Cybersecurity rule ideas, so far, have been piecemeal throughout the United States despite the numerous efforts. Opposite to the European Union’s efforts through their General Data Protection Regulation (GDPR) initiative, in the U.S. we have no such thing. We do have bolstering amendments to Gramm-Leach-Bliley Act, embodied in the Consumer Data Security and Notification Act of 2015 that seek to require financial institutions to notify of the data breach incident. While the term industries has expanded to encompass all entities that have handling operational responsibilities with consumer financial information, Congress responded to California’s promulgation of the California Notice of Security Breach Act, by itself proposing the Information Protection and Security Act. The race is on to set provisions with teeth that cut through the obstacles in cybersecurity and data management and be responsive to consumer protection needs.

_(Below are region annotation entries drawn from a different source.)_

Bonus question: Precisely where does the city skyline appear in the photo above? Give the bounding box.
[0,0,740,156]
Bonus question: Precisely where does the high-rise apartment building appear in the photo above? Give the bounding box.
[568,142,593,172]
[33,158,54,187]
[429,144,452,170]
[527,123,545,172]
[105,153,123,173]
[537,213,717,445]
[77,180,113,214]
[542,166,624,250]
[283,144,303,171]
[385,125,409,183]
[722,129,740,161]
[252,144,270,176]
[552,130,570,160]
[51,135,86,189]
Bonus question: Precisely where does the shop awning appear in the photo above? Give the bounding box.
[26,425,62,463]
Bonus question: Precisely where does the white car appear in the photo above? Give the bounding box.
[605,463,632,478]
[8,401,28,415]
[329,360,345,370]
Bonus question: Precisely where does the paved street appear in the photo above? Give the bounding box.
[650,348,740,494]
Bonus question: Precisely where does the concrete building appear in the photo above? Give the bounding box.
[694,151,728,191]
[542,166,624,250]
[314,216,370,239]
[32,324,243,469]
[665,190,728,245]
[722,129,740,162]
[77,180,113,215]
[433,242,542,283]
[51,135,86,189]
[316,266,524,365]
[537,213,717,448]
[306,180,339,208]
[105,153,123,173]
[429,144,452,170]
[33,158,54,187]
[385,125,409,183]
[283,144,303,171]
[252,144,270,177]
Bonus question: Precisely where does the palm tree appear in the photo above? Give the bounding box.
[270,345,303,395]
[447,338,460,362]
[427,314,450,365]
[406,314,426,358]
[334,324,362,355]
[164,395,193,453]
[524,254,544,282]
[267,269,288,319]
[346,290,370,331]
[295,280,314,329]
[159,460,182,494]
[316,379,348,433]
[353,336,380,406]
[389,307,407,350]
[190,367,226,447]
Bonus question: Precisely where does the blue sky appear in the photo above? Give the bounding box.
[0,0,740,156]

Needless to say, companies have been required to address cybersecurity and the management of data, especially personal identifying information (PII). There is also a growing concern with the occurrence of corporate spying and the impetus that led to the Spy Act, i.e., Securely Protect Yourself Against Cyber Trespass Act. Though not a success, since 2011, initiatives have addressed legislative reforms to meet the concerns with information sharing, data management, cloud transfers, especially with the E.U. and the entities conducting business in the E.U. But the matter of setting a cyber security regulation has now been placed center-stage by the State of New York. In a press release, New York’s Department of Financial Services (DFS), announced its Rule to “protect consumer data and financial systems from terrorist organizations and other criminal enterprises.” The rule took effect March 1, 2017. The release noted that the provision “will require banks, insurance companies, and other financial services institutions regulated by DFS to establish and maintain a cybersecurity program designed to protect consumers and ensure the safety and soundness of New York State’s financial services industry.”

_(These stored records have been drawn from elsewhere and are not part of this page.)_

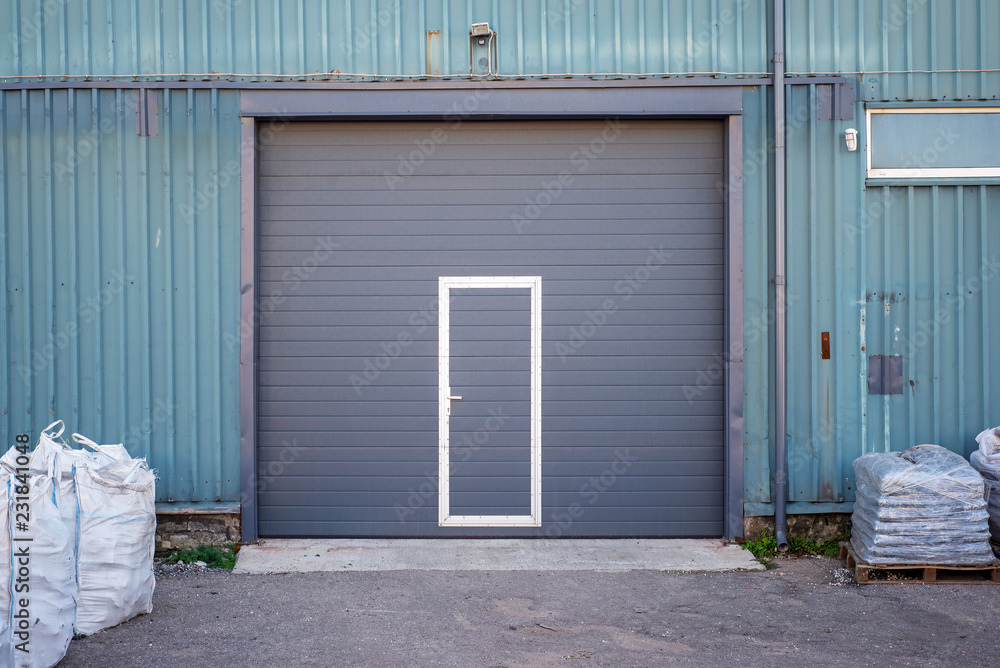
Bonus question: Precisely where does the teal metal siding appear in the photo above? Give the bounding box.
[785,0,1000,101]
[0,0,769,83]
[0,90,240,501]
[0,0,1000,514]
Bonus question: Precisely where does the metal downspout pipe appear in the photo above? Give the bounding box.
[774,0,788,552]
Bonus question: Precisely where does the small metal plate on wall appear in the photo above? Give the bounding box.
[868,355,903,394]
[816,81,854,121]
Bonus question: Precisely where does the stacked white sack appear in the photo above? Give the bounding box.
[0,421,76,668]
[851,445,993,566]
[73,434,156,635]
[970,427,1000,546]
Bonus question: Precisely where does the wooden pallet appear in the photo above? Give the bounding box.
[840,542,1000,584]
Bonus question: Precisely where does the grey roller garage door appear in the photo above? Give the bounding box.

The scope of its coverage hits all the points, including responsible connection along the lines of contracts by defining affiliates, penetration testing, persons, public available information, and as well the recurring monitoring obligation via risk assessments, authentications, and setting programs for advisory roles. More so it provides for its scope over authorized users and covered entities. The “authorized user” is deemed to be an employee, contractors, or agent with authorized access to the information systems of the covered entity. Its structure is labeled aptly with a girding focus on providing for a cybersecurity program, policy, chief information security officer, penetration testing, vulnerability assessments, results audits and screening, application security, personnel qualifications and clearances, vendor cybersecurity policies, and response plans. The requirements also delve into the encryption, multi-factor authentication, training, monitoring, notifications, post incident assessments, pre-incident security integrity audits and post-incident audits, and the expected implementation and enforcement.

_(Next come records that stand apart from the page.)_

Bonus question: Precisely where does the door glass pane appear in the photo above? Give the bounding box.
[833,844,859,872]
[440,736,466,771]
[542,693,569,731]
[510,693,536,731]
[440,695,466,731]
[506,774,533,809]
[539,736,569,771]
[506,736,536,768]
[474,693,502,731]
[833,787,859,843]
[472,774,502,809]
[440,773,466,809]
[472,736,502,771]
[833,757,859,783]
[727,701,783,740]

While the rule takes effect, many entities will face compliance concerns with their policies and contracts. The example being set by New York’s DFS will probably catch the eye of Washington and set an example for other states, especially as the EU gets closer to enforce its GDPR. All concerns with cyber-attacks and cyber incidents are arising and it seems the lawmakers are seeing the need. The general hope is that the initiative catches the attention of managers and heads of covered entities and those in the fringes for the sake of cyber peace of mind and consumer protection at large. It may even wake up other states too.